I guess I can only speak from

March 13, 2008 at 10:33 pm

my own experiences? That is that when we get this…well, we walk differently to avoid pain. We lose the muscle tone and strength in our feet and ankles because we DO walk differently. When we don’t use some muscles properly as in our feet, toes, hands, or wherever our tendons and muscles contract from the lack of use…they become less elastic and when we fall? Tears and worse happen. PT, but only finding a really good therapist is the best way to go. But be sure to ask for a ‘home program’ that is, one that includes exercises you can do at home and maintain after any round of PT ends. There are LOTS of simple exercises and what I call ‘trick’s that can be done at home that keep muscles working better-where they should be working. The simplest is taking a bunch of marbles and picking them up w/your toes and dropping them into a dish…I started out just mushing them in between the toes and waiting for gravity to let loose…but after about a month of PT with this [and other PT stuff] my toes actually started to WORK again! And, BTW the whole foot can ache with the effort…but it’s worth it balance-enhancement-wise. Silly, cheap, and effective. It wasn’t graceful at all to start tho.

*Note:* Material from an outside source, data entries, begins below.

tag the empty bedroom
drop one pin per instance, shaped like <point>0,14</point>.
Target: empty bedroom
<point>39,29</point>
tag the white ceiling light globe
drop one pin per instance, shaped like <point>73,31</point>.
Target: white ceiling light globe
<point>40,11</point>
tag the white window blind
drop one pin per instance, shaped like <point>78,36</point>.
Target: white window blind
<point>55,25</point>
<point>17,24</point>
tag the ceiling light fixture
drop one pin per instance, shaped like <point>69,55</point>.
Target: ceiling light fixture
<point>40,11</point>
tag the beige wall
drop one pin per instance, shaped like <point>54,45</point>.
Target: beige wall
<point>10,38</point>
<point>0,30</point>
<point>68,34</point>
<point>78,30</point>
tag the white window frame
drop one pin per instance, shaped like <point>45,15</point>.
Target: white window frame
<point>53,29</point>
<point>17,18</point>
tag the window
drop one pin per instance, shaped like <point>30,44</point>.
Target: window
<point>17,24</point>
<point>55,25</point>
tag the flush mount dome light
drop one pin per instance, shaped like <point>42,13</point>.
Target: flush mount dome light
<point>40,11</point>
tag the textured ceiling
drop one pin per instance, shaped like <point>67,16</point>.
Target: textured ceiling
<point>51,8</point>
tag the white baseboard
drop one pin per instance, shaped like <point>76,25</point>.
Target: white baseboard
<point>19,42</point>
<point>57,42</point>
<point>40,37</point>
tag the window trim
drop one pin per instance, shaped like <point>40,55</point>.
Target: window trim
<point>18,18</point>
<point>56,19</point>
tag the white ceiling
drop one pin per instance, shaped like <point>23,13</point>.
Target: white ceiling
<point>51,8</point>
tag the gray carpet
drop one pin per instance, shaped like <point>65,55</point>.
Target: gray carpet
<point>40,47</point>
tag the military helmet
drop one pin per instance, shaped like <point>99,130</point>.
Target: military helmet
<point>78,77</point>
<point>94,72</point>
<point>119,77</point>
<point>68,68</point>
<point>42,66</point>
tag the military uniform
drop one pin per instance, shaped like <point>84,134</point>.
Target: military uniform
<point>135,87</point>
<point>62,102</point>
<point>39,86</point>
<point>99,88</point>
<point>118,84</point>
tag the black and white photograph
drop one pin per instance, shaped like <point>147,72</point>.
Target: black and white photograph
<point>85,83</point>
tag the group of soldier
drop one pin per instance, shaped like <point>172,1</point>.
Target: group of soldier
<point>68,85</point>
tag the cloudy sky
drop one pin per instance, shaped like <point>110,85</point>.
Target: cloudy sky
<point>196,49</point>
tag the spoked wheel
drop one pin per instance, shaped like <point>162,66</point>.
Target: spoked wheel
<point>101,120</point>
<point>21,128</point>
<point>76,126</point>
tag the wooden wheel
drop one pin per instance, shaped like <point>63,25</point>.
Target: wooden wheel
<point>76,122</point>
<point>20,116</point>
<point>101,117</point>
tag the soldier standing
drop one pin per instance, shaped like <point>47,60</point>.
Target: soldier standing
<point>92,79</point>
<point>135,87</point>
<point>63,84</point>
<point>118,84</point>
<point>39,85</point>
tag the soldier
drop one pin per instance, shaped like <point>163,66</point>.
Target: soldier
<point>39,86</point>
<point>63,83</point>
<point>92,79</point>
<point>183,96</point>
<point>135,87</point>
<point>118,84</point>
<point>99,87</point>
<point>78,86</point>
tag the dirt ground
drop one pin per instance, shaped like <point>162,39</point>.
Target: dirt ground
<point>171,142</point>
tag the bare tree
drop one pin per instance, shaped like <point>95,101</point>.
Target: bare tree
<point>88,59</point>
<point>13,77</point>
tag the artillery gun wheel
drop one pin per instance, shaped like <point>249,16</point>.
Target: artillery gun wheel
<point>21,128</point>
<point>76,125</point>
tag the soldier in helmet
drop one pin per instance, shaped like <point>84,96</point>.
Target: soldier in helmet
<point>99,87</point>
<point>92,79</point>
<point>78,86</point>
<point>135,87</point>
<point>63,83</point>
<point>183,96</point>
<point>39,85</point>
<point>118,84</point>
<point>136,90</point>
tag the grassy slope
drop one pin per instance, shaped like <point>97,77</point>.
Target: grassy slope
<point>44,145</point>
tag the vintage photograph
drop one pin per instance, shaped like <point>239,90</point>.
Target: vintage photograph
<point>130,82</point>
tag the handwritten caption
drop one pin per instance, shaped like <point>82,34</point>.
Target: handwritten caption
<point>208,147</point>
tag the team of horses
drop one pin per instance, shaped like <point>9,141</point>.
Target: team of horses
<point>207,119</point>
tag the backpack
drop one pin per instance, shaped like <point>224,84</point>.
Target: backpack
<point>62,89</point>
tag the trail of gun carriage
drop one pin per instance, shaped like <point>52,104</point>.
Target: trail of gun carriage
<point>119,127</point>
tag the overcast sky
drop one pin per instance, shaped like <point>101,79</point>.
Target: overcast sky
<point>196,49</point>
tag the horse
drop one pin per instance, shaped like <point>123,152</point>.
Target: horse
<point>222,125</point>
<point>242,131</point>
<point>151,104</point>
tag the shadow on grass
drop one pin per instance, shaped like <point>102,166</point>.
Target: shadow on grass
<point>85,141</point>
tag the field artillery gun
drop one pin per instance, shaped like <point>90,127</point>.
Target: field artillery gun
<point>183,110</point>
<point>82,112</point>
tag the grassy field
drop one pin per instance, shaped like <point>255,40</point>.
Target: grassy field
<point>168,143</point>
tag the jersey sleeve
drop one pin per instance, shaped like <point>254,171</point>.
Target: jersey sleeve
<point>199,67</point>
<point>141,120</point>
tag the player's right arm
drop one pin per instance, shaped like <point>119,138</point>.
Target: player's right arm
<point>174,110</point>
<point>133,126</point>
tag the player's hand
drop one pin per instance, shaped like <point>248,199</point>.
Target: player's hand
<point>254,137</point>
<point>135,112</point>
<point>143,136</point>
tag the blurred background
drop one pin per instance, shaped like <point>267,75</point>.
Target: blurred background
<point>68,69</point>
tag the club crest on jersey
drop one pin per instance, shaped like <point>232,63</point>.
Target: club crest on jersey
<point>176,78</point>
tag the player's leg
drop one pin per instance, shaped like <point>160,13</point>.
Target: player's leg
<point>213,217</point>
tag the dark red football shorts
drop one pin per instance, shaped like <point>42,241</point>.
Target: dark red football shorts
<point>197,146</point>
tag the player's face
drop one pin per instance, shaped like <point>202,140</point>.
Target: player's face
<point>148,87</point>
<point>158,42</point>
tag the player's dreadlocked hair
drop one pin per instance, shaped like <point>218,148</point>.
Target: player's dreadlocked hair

As for any relapse? Stacy, you have to consider/reconsider the time it takes for infusions versus the time you might just be plain laid-up with the CIDP? I don’t know about anyone else here, but my IVIG IS my primary appt! All others have to be ‘fit-in’ around that. No ands, if’s or buts. Even surgeries are scheduled so I won’t lose the IG benefits to surgery recovery – that seems like good stuff down a black hole otherwise.
Dawn – I am soo glad that Kevie’s doing well this time? [I’m knocking wood as I write this!]